Un cordero se alejó del rebaño para ir a observar desde la cima de la colina. Desde ahí veía el resplandeciente amanecer, las lejanas montañas, los ondulantes pastizales; el rebaño, el pastor, el lejano bosque y… saliendo de ahí… ¡el lobo!
—¡El lobo, el lobo! —gritó, más para sí mismo que para dar la alarma, fascinado por la agilidad y desparpajo con que el lobo trotaba por aquí y por allá.
—El lobo, el lobo —susurraba ahora con admiración.

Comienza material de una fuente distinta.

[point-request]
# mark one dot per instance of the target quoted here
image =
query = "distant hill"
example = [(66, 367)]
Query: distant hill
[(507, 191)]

El animal se fue acercando más y más al cordero; no en forma directa, sino que curioseando por un lado y otro como si toda la pradera fuera su espacio personal de correteos.

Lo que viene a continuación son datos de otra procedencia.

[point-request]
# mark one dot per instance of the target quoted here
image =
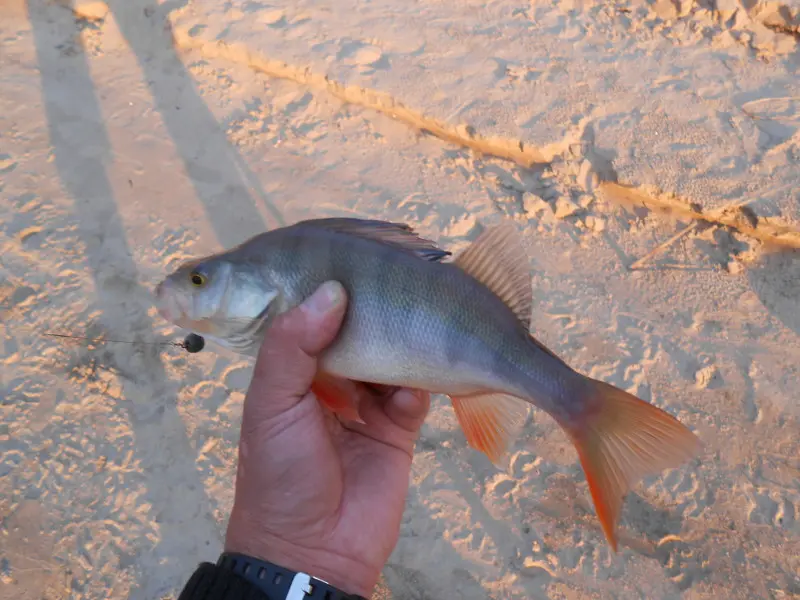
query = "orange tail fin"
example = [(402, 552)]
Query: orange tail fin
[(623, 440), (340, 395)]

El cordero comenzó a retroceder lentamente, diciendo casi sin voz:
—El lobo, el lobo.
El intruso se detuvo a su lado, se sentó, miró lentamente el paisaje, luego al rebaño de abajo y dijo:
—Sí, soy lobo, y también pastor y cordero. Si estás aquí arriba, solo, en este lugar, te darás cuenta de lo mismo.
—Pero…, ¿me vas a comer? —preguntó el cordero.
—¡Cómo se te ocurre! —le respondió mientras llevaba la vista en busca de alguna oveja desprevenida— un lobo no se come a otro lobo.